Chances are you have asked yourself one or more of the following questions: “Why am I living?” “Am I making a real difference?” “How can I be successful in my life?” “When all is said and done, will my life be regarded as significant or insignificant?”

As we try to answer these questions about what is truly important and how we can be a significant person, our world at large offers counterfeit solutions which lead us through a maze of meaningless activities. A famous musician flying in a private jet is worshipped as an idol—and accorded the ultimate honor of being called a “star” —while a farmer who works the land and produces crops for people to eat is seen as hopelessly out of step and perhaps even ignorant.

The chief executive officer of an investment company on Wall Street whose salary and bonuses for the year total over 10 million dollars is believed to be far more important than a single parent living in a ghetto, raising two children on near-poverty wages.
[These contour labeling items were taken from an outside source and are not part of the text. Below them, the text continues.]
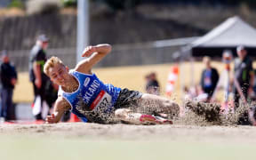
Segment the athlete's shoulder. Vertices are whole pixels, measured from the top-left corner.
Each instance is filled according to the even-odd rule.
[[[55,106],[56,106],[57,109],[65,109],[66,110],[66,109],[71,108],[71,106],[69,105],[69,103],[61,95],[58,96]]]

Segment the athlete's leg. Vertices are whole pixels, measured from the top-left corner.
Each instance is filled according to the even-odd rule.
[[[174,101],[154,94],[143,93],[138,100],[138,106],[142,112],[153,111],[156,113],[171,114],[172,116],[178,116],[180,107]]]
[[[143,115],[132,112],[128,108],[119,108],[115,111],[117,119],[132,124],[172,124],[172,122],[159,116]]]

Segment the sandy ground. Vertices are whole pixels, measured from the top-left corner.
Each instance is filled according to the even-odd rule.
[[[256,158],[256,127],[60,123],[0,124],[6,160]]]
[[[0,135],[36,137],[90,137],[102,140],[233,141],[256,144],[253,126],[132,125],[60,123],[55,124],[1,124]]]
The parents whose children become doctors and lawyers are regarded as more successful parents than those whose children work in a factory. The bigger the house a person lives in—the fancier their car—the more credentials and diplomas earned, and the more money in the bank, like the accumulation of emblems and stripes and badges on a military uniform, the more successful and more important they are seen to be.

As Christ-followers, we can see that apart from Christ, the road map leading to significance and success in life given to us by our world is fatally flawed because it starts with the premise that our contributions to life will ultimately be up to us.
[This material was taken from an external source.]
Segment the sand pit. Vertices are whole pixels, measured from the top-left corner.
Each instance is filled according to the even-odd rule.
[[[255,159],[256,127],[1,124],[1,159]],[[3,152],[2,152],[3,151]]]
Ever since time began, men and women have been persuaded that the significance they contribute to and achieve in life is up to them. Ever since time began, success has been defined based on how an individual makes something of their life, so that life is seen as a measure of material success—power, prestige, position and possessions. The counter-intuitive call of Jesus invites us to allow him to make of us something we could never accomplish on our own.
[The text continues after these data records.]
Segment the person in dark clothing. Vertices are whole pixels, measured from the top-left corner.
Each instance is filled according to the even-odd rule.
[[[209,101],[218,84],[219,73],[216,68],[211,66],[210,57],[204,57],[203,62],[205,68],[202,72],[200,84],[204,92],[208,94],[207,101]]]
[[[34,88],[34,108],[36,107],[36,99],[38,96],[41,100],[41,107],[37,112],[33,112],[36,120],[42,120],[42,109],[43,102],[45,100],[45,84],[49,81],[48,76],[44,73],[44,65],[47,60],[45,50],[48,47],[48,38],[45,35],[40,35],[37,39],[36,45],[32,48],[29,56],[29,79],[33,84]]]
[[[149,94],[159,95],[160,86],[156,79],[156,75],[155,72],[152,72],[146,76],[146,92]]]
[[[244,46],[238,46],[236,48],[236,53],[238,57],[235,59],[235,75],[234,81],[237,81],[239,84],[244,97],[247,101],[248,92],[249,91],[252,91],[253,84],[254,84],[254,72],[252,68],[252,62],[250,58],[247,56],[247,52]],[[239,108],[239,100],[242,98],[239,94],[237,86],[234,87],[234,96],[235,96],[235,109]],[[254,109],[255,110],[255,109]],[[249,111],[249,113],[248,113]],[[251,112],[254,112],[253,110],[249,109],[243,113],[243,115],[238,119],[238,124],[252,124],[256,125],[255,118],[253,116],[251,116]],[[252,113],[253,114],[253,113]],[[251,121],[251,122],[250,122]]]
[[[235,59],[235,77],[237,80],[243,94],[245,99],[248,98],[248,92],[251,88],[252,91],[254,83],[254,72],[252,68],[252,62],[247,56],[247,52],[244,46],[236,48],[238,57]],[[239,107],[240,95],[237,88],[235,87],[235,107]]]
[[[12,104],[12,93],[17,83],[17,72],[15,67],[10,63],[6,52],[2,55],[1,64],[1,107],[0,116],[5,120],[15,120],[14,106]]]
When Jesus came to our world, he started to lay the groundwork and foundation for what he called the kingdom of God. He chose disciples to help with that initial foundation—blue collar fishermen, a money-hungry tax collector and a shifty, not-to-be-trusted person who eventually betrayed him. Not a bank CEO or college president in the bunch.

When measured by the values of our world, it seemed like Jesus didn’t have the right people on his bus as it headed for the kingdom of God. Jesus chose people Paul called “the foolish of this world”— Jesus called people to be his disciples and friends who were devalued and diminished to prove that the kingdom he was building was not at all dependent on the character and caliber of the people he was using to lay the foundation.

The kingdom of God was not and is not about the human beings who are a part of it. It’s about Jesus.

The more we see Jesus as a measure of importance and significance in our own lives the more we become convinced that our significance in life is not something we can earn or deserve.

The more we come, by God’s grace, to be known by God—as we respond to God’s invitation and embrace—the more we come to know him and the more we realize that the kingdom of God is not achieved because of the route we choose to get there. The kingdom of God is a gift God gives.

By God’s grace we come to realize that nothing of any lasting significance in our lives is about us—it’s all about Jesus.

As a standard greeting we’re often asked, and we often ask others, “How are you?” But you know, a better question that goes to the core of finding who we are and what we are looking for is, “Who are you?”

Who am I? Who are you? If we are Christ-followers, we belong to Jesus. The Jesus I Know is Who I Am.